Voyons maintenant les nombreuses variantes de la relation entre les sentiments et les actions. Nous ne parlons pas ici du bonheur ou de la peine que nos actions causent aux autres, [car] il n’y a aucune certitude dans ce sens. Un exemple récent : j’ai donné mon ordinateur à réparer dans un magasin, et il a été volé dans le magasin. J’étais très content, parce que cet ordinateur était toujours en panne et que j’allais donc recevoir l’argent de l’assurance pour m’en acheter un nouveau. Le vol ne m’a causé aucun désagrément.
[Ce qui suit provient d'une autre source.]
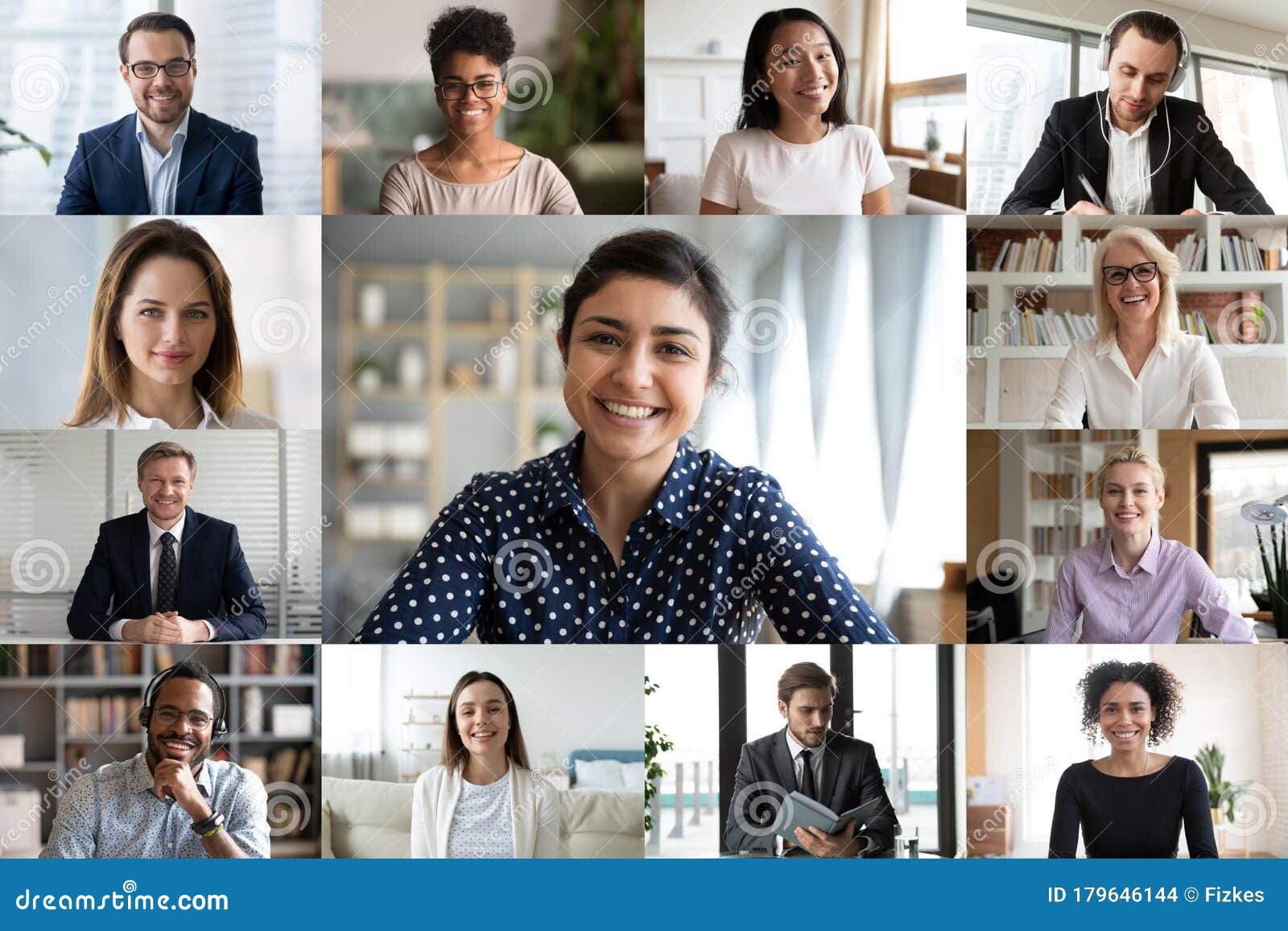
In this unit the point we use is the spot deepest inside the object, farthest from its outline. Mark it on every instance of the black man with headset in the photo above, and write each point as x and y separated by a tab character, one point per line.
171	800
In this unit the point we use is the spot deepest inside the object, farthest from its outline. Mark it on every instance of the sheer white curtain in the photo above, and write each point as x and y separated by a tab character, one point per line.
352	707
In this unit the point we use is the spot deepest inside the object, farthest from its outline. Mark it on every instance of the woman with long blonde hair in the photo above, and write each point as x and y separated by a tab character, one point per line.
1140	370
163	347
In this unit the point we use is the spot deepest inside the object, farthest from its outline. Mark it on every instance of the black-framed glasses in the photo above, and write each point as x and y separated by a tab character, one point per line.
1117	274
197	720
455	90
177	68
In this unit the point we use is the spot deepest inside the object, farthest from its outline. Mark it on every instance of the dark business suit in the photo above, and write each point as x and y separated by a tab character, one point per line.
214	581
218	171
1073	143
850	778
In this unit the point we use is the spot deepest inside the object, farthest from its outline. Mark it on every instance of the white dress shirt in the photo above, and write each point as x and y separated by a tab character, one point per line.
161	171
155	570
240	418
1179	383
1129	190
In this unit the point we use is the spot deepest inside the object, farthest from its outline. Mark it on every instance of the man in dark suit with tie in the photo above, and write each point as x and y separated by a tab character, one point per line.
808	757
167	575
1141	152
165	158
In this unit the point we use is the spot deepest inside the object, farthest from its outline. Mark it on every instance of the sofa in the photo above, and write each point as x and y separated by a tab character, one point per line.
373	819
682	193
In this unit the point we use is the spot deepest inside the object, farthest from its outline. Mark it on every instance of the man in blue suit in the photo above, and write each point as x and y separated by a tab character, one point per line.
165	158
167	575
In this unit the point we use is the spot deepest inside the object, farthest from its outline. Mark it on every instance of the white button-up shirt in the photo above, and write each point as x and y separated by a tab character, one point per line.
161	171
1179	383
1129	187
240	418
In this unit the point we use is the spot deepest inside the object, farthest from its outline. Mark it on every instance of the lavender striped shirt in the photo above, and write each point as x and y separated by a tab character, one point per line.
1144	605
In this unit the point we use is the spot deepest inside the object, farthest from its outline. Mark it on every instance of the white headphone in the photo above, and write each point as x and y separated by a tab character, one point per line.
1182	66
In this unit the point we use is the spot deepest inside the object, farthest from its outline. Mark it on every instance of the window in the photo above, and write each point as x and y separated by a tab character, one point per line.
1238	101
1234	476
927	79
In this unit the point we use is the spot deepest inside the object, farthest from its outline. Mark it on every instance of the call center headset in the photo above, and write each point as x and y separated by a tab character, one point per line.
1178	79
150	695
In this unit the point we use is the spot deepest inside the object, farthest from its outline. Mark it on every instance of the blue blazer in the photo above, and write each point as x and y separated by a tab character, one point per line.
218	171
214	581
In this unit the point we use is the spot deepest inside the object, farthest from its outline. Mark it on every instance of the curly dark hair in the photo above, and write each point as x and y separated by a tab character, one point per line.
1158	682
469	29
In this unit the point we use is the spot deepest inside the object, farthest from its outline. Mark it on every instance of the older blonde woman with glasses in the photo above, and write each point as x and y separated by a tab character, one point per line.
1131	586
1139	370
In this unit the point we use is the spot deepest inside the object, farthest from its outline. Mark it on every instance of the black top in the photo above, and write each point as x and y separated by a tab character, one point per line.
1133	817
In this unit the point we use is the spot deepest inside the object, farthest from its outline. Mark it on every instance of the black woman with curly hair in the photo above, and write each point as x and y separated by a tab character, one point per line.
472	171
1133	802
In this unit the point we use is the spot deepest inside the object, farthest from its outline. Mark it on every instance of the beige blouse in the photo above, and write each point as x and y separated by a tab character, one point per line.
534	187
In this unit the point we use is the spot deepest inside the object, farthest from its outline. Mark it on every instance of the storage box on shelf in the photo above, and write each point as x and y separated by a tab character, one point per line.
1019	323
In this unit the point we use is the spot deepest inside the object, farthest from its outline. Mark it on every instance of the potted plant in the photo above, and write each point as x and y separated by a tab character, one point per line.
1221	792
934	148
654	744
1274	563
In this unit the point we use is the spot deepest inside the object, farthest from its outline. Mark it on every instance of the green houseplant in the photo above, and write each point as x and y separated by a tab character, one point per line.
654	744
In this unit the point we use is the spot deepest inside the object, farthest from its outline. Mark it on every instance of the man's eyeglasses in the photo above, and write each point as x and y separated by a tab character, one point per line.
197	720
1117	274
455	90
177	68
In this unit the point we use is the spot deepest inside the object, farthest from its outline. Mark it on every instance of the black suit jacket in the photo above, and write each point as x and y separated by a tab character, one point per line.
1073	143
214	581
218	171
766	776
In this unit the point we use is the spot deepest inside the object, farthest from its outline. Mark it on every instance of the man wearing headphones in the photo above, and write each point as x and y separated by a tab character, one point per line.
1113	152
171	800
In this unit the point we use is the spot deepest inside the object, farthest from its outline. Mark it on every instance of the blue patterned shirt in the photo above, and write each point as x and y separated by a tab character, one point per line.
720	550
115	813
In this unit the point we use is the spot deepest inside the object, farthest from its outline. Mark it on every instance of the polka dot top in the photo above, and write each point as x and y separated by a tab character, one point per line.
718	554
481	824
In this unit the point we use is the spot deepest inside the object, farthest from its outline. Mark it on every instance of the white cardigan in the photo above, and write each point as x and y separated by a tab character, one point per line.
534	813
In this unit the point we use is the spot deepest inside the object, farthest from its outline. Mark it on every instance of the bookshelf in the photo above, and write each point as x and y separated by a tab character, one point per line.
1047	501
1009	386
425	715
80	702
428	353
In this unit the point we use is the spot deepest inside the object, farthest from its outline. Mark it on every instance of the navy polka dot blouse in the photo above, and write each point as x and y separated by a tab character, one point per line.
718	554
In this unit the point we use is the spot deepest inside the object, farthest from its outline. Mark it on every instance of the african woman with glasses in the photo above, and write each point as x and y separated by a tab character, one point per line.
472	171
1140	370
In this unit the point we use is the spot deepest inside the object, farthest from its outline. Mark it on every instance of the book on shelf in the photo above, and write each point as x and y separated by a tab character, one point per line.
1046	327
1032	254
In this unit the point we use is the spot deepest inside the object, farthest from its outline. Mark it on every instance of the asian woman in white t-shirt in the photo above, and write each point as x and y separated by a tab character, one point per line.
795	150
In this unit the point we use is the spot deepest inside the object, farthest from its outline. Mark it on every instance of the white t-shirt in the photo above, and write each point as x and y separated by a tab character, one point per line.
481	824
758	173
Cette loi du karma concerne l’expérience heureuse ou malheureuse de la personne qui fait l’action.
Il n’y a pas non plus de certitude quant à ce que nous allons ressentir pendant que nous effectuons une action, [car] il n’y aura pas forcément de rapport entre les deux. Nous pourrions nous réfréner de commettre un acte sexuel inapproprié, comme d’avoir une relation sexuelle avec le compagnon ou la compagne de quelqu’un d’autre et, de ce fait, nous sentir très malheureux. Il n’y a pas non plus de certitude quant à ce que nous allons ressentir immédiatement après une action : « J’ai aidé quelqu’un, il est parti et je me suis senti très déprimé ». Et, comme nous l’avons dit, il n’est même pas sûr que les sentiments arriveront un jour à maturation, parce que nous pouvons nous purifier des conséquences karmiques de nos actions. La seule certitude est que si nous faisons l’expérience de sentiments, quel que soit le moment où ils surviennent, c’est parce qu’ils sont le résultat d’un acte antérieur, constructif ou destructeur. Si nous nous sentons malheureux quand nous nous retenons de commettre une escapade adultère, ce ressenti est l’arrivée à maturation d’une action destructive antérieure.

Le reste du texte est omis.